OpenAI has partnered with AI chipmaker Cerebras in a multi-year agreement aimed at adding 750 megawatts of ultra low-latency compute to OpenAI’s platform to speed up AI responses for customers. The arrangement focuses on AI inference—running models to generate outputs—rather than training, with OpenAI saying the goal is to make its AI respond much faster across tasks like answering hard questions, generating code, creating images, and running AI agents.
Cerebras said the deployment will roll out in multiple stages beginning in 2026, calling it the largest high-speed AI inference deployment in the world. OpenAI said the capacity will come online in multiple tranches through 2028 as the company integrates it into its inference stack in phases and expands across workloads. TechCrunch reported that the deal is worth over $10 billion, citing a source familiar with the details.
What OpenAI and Cerebras announced
OpenAI said it is partnering with Cerebras to add 750MW of ultra low-latency AI compute to its platform. Cerebras said it has signed a multi-year agreement with OpenAI to deploy 750 megawatts of Cerebras wafer-scale systems to serve OpenAI customers. TechCrunch reported that Cerebras will deliver 750 megawatts of compute to OpenAI starting this year and continuing through 2028.

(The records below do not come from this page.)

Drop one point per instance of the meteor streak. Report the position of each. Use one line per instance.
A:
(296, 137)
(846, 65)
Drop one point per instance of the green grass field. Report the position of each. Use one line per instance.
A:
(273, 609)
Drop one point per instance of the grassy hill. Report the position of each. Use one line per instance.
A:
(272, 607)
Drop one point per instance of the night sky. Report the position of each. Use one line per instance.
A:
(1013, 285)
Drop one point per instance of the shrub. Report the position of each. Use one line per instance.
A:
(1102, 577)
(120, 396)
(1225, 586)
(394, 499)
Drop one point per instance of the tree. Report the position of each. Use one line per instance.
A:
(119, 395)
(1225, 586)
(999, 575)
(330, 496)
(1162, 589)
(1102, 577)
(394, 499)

In its announcement, OpenAI described Cerebras as building purpose-built AI systems designed to accelerate long outputs from AI models, with speed coming from putting massive compute, memory, and bandwidth together on a single giant chip and removing bottlenecks that slow inference on conventional hardware. OpenAI said adding this low-latency capacity is intended to make AI responses faster, arguing that real-time responses lead users to do more, stay longer, and run higher-value workloads.

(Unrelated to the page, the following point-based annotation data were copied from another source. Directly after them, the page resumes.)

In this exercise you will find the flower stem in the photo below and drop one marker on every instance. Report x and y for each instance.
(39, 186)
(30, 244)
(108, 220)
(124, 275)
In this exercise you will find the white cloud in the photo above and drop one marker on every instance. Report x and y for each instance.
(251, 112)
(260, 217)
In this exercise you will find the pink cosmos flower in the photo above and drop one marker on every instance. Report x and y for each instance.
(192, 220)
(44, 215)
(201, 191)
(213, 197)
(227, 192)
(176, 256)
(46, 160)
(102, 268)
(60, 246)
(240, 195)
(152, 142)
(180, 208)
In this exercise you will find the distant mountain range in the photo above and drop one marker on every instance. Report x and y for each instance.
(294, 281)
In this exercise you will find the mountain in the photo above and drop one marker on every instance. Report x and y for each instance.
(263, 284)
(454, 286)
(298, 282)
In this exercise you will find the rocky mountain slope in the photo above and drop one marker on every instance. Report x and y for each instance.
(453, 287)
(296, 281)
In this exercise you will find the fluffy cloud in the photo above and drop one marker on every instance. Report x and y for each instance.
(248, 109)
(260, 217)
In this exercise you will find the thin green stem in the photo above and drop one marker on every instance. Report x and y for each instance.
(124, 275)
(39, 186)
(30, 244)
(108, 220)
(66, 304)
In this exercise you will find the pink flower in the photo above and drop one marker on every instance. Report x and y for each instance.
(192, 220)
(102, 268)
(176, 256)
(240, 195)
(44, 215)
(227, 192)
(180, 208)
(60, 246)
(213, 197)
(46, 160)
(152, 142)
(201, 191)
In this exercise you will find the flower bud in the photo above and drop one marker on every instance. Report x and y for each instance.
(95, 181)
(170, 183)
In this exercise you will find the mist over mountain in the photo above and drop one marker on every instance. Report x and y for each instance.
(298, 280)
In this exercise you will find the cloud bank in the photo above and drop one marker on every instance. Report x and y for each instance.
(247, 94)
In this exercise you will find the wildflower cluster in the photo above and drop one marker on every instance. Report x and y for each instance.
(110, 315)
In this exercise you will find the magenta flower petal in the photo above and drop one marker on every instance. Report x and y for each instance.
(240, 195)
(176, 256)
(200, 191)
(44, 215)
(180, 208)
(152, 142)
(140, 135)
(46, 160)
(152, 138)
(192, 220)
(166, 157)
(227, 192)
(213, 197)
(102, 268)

Why the deal targets “real-time” inference
Both companies framed the partnership around faster outputs for OpenAI’s customers, with OpenAI saying the systems will speed up responses that currently take more time to process. OpenAI described AI usage as a repeated loop—request, model “thinks,” response—and said lowering latency makes that loop feel real-time. In Cerebras’ post, CEO Andrew Feldman compared the shift to how broadband changed the internet, saying real-time inference will transform AI.
Cerebras also claimed that large language models running on its systems can deliver responses up to 15 times faster than GPU-based systems, including in use cases such as coding agents and voice chat. TechCrunch similarly noted that Cerebras claims its AI-focused systems are faster than GPU-based systems such as Nvidia’s offerings.
How Cerebras fits OpenAI’s compute mix
OpenAI said integrating Cerebras is part of a broader compute strategy built around a “resilient portfolio” that matches the right systems to the right workloads. In a quote shared by both OpenAI and Cerebras, OpenAI’s Sachin Katti said Cerebras adds a dedicated low-latency inference solution, which OpenAI expects to support faster responses, more natural interactions, and scaling real-time AI to more people.
Network World reported that OpenAI will use chips designed by Cerebras to run parts of its ChatGPT inference workload and that the commitment involves purchasing up to 750 megawatts of computing capacity over three years, citing a Wall Street Journal report. The same Network World report said the move reflects pressure from large-scale AI services on power availability, networking, and inter-data center connectivity, while OpenAI looks for faster and more cost-efficient alternatives to Nvidia’s dominant GPUs.
Network World also reported that OpenAI has pursued infrastructure diversification in other ways, including work on a custom AI chip with Broadcom and plans to deploy AMD’s latest accelerators. In that report, analysts described a broader industry trend toward more heterogeneous infrastructure strategies rather than relying on one accelerator model for everything.
Business context around Cerebras
TechCrunch reported that Cerebras has been around for over a decade and gained momentum after the launch of ChatGPT in 2022 and the AI boom that followed. The same report said Cerebras filed for an IPO in 2024 but has pushed it back multiple times while continuing to raise large amounts of money. TechCrunch also reported that the company was said to be in talks to raise another billion dollars at a $22 billion valuation, and noted that OpenAI CEO Sam Altman is already an investor and that OpenAI once considered acquiring Cerebras.
What comes next
OpenAI said it will integrate the low-latency capacity into its inference stack in phases and expand it across workloads. Cerebras said the rollout will happen in multiple stages beginning in 2026. OpenAI and Cerebras presented the effort as part of a push to bring faster, “frontier” AI experiences to far more users as real-time inference becomes a bigger focus.